11. Section 3 B of the Act is quoted hereunder:-

3B. Title : Liability on issuing false certificates, etc.

Notwithstanding anything to the contrary contained elsewhere in this Act and without prejudice to the provisions of sections 14 and 15A, a person, who issues a false or wrong certificate or declaration, prescribed under any provision of this Act or the rules framed thereunder, to another person by reason of which a tax leviable under this Act on the transaction of purchase or sale made with or by such other person ceases to be leviable or becomes leviable at a concessional rate, shall be liable to pay on

such transaction an amount which would have been payable as tax on such transaction, had such certificate or declaration not been issued:

PROVIDED that before taking any action under this section the person concerned shall be given an opportunity of being heard.

Explanation: Where a person issuing a certificate or declaration discloses therein his intention to use the goods purchased by him for such purposes as will make the tax not leviable or leviable at a concessional rate but uses the same for a purpose other than such purpose, the certificate or declaration shall, for the purpose of this section, be deemed to be wrong.

12. On bare reading of the aforesaid section, it shows that on issuing of false or wrong certificates to another person by reasons of which tax leviable under the Act on the transaction of purchase or sale made with or by such other person ceases to be leviable or becomes leviable at a concessional rate, shall be liable to pay on such transaction an amount which would have been payable as tax on such transaction, had such certificate or declaration not been issued.

13. In other words, if the registered dealer in a particular transaction issued a certificate on the intent on which no tax is levied or concessional tax was levied then for the balance amount, if found to be paid, can be realized on such certificate or declaration. The word 'such certificate or declaration' clearly shows that every certificate or declaration has to be looked into independently and for each default, if any, separate order has to be passed. For the complete assessment year, no common order can be passed. The legislature in its wisdom has not used the word 'certificates or declarations' for such transaction to which only one order can be passed.

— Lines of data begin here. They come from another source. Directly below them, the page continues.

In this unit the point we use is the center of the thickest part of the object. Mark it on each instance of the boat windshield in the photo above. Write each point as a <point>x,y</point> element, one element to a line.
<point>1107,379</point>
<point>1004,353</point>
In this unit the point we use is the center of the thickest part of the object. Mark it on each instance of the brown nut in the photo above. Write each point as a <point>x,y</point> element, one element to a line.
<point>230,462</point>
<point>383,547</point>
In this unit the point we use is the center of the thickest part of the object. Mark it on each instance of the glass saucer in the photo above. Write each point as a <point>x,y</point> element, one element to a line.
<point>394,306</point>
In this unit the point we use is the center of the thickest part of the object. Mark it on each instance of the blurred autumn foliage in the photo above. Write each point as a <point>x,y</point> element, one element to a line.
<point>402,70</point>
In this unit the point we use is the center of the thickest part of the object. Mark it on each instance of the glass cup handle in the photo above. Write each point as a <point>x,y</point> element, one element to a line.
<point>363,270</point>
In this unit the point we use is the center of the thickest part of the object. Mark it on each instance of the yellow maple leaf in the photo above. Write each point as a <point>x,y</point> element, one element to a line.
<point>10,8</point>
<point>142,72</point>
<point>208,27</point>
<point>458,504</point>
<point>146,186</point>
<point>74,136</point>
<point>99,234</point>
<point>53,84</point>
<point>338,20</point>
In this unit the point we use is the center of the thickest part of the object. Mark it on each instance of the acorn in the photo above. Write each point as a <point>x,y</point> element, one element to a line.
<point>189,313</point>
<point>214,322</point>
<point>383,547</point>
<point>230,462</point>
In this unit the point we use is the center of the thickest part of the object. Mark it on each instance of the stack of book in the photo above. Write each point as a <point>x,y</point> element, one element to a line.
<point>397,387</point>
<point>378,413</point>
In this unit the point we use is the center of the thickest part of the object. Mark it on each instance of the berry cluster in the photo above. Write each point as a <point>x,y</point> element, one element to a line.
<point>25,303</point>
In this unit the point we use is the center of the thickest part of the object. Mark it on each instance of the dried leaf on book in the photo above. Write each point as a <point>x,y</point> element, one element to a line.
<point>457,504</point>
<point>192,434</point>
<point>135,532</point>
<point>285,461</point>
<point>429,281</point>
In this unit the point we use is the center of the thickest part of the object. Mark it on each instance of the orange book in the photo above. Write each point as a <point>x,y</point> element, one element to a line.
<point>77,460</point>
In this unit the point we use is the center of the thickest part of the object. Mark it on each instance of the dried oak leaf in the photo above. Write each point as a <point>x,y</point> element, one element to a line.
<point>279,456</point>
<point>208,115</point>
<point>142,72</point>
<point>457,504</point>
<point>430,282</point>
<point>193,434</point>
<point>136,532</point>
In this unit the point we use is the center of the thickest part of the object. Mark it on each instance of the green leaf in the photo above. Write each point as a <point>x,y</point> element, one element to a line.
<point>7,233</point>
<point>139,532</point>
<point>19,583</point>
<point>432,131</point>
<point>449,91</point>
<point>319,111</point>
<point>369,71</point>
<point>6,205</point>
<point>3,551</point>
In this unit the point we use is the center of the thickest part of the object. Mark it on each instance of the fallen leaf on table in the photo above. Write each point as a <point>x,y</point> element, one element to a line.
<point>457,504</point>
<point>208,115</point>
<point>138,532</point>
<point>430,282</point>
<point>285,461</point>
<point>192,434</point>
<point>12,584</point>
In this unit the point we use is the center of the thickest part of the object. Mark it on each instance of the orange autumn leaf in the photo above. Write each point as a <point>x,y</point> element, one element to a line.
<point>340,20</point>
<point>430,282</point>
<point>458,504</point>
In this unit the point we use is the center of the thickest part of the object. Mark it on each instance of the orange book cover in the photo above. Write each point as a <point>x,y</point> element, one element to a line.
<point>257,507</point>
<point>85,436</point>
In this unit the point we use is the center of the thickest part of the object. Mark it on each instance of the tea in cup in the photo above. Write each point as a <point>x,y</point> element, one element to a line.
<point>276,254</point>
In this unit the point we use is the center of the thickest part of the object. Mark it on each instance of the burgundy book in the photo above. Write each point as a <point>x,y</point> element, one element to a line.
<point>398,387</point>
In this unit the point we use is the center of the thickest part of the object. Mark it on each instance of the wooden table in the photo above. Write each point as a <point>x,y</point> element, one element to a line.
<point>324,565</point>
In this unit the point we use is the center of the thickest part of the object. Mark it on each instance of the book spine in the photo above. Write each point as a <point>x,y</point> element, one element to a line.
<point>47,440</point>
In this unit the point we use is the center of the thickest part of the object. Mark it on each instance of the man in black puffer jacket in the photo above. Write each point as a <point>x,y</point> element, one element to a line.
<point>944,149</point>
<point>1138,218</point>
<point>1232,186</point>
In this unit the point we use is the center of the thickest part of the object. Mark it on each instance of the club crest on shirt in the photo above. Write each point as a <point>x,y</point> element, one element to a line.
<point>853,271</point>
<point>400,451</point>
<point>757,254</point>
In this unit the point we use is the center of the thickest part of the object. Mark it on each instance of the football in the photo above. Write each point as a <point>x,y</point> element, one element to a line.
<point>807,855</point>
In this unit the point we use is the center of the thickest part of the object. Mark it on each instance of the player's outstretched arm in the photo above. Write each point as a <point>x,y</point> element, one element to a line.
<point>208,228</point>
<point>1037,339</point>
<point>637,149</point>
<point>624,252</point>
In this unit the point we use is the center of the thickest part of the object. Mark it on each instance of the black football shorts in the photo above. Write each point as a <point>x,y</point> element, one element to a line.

14. Further the record shows that the circular dated 15.4.1986 and 24.4.1987 have not given due weightage though it was binding upon the authorities.

15. In view of above, the matter requires reconsideration by the assessing authority and for that purpose, the impugned order passed by the Commercial Tax Tribunal is hereby set aside.

16. The matter is remanded to the assessing authority, who shall decide the case, de novo, in accordance with law.

17. The revisionist is directed to submit a certified copy of this order within ten days from today before the assessing authority and on receipt of the same, notice will be issued to the revisionist within a week thereafter. The revisionist shall submit its reply within 15 days from the date of issuing of the notice and thereafter the assessing authority shall made all endevour to decide the case within another period of three months.

18. Any amount deposited by the revisionist shall be subject to the outcome of the fresh order passed by the assessing authority.

19. Accordingly, the revision is allowed.

20. The questions of law are answered accordingly.